14/08/2024
Kesuburan pria ditentukan oleh jumlah dan kualitas sperma yang dihasilkan. Sperma yang sehat dan normal dikatakan memiliki ukuran yang cukup besar, bentuk yang normal, dan gerak yang aktif. Angka kesuburan pria dapat diukur dengan tingkat spermatozoa (sperma) yang sehat dan normal dalam satu ejakulasi.
Menurut World Health Organization (WHO), jumlah sperma normal dalam setiap mililiter air mani adalah antara 15 juta sampai 200 juta sperma, dengan tingkat gerak sperma normal adalah antara 40% sampai 60% sperma yang bergerak.
Beberapa studi menunjukkan bahwa perokok memiliki jumlah sperma yang lebih rendah dibandingkan dengan tidak perokok.

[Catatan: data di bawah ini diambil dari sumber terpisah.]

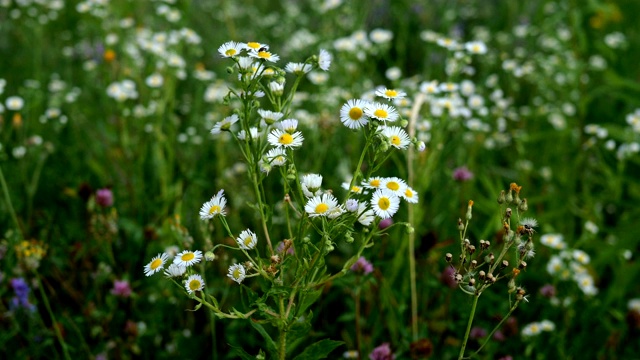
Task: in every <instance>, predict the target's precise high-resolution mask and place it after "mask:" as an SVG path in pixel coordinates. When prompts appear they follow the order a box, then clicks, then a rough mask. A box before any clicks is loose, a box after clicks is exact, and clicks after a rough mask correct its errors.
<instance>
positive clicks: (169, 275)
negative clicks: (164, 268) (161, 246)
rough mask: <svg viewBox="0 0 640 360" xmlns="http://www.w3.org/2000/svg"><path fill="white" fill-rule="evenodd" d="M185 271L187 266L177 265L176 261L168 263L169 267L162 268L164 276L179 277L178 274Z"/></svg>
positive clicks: (182, 273)
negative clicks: (166, 267)
mask: <svg viewBox="0 0 640 360" xmlns="http://www.w3.org/2000/svg"><path fill="white" fill-rule="evenodd" d="M186 271H187V267H186V266H182V265H178V264H176V263H173V264H171V265H169V267H168V268H166V269H165V270H164V275H165V276H166V277H180V276H182V275H184V273H185V272H186Z"/></svg>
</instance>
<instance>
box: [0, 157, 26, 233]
mask: <svg viewBox="0 0 640 360" xmlns="http://www.w3.org/2000/svg"><path fill="white" fill-rule="evenodd" d="M0 183H1V184H2V192H3V193H4V198H5V199H6V202H7V207H8V208H9V214H10V215H11V219H13V222H14V223H15V225H16V231H18V234H20V239H24V234H23V233H22V229H21V228H20V222H19V221H18V217H17V216H16V211H15V209H14V208H13V203H12V202H11V196H10V195H9V187H8V186H7V181H6V180H5V179H4V172H3V171H2V167H1V166H0Z"/></svg>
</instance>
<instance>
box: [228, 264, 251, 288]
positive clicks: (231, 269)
mask: <svg viewBox="0 0 640 360" xmlns="http://www.w3.org/2000/svg"><path fill="white" fill-rule="evenodd" d="M246 276H247V273H246V270H245V269H244V266H242V265H241V264H233V265H231V266H230V267H229V273H228V274H227V277H228V278H229V279H231V280H233V281H235V282H237V283H238V284H240V283H241V282H242V280H244V278H245V277H246Z"/></svg>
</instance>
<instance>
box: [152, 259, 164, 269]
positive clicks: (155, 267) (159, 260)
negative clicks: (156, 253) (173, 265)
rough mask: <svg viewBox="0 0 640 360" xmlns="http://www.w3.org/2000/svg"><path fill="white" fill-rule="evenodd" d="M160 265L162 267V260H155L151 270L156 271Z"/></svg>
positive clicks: (160, 259)
mask: <svg viewBox="0 0 640 360" xmlns="http://www.w3.org/2000/svg"><path fill="white" fill-rule="evenodd" d="M160 265H162V259H155V260H153V261H152V262H151V266H150V268H151V270H155V269H157V268H158V267H160Z"/></svg>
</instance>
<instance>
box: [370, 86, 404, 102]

Sperma perokok juga dapat memiliki bentuk yang abnormal dan gerak yang kurang aktif, yang dapat menurunkan kemampuan untuk membuahi.

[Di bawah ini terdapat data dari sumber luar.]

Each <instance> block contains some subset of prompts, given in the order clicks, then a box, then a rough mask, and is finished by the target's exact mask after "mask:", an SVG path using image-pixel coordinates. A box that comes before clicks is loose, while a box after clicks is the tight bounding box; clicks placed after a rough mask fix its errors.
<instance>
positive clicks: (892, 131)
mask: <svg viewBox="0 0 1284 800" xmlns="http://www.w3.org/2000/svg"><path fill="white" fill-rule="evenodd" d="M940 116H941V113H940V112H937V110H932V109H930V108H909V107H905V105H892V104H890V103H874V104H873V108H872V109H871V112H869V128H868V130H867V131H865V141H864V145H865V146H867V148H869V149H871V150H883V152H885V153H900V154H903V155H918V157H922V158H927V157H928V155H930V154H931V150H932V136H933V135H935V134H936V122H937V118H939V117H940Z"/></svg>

Namun, kehamilan masih dapat terjadi dengan jumlah sperma yang lebih rendah dari normal. Di sisi lain, angka kesuburan pria bervariasi dari individu ke individu. Beberapa pria mungkin memiliki jumlah sperma yang lebih rendah dari tingkat normal yang ditentukan oleh WHO, namun masih dapat memiliki kemampuan untuk membuahi.
Jadi, kebiasaan merokok sebenarnya bukan menjadi dalang utama kegagalan rumah tangga menghasilkan keturunan, tetapi untuk meningkatkan kemungkinan keberhasilan program, maka disarankan untuk berhenti merokok.
Sumber: Kovac, J. R., Khanna, A., & Lipshultz, L. I. (2015). The effects of cigarette smoking on male fertility.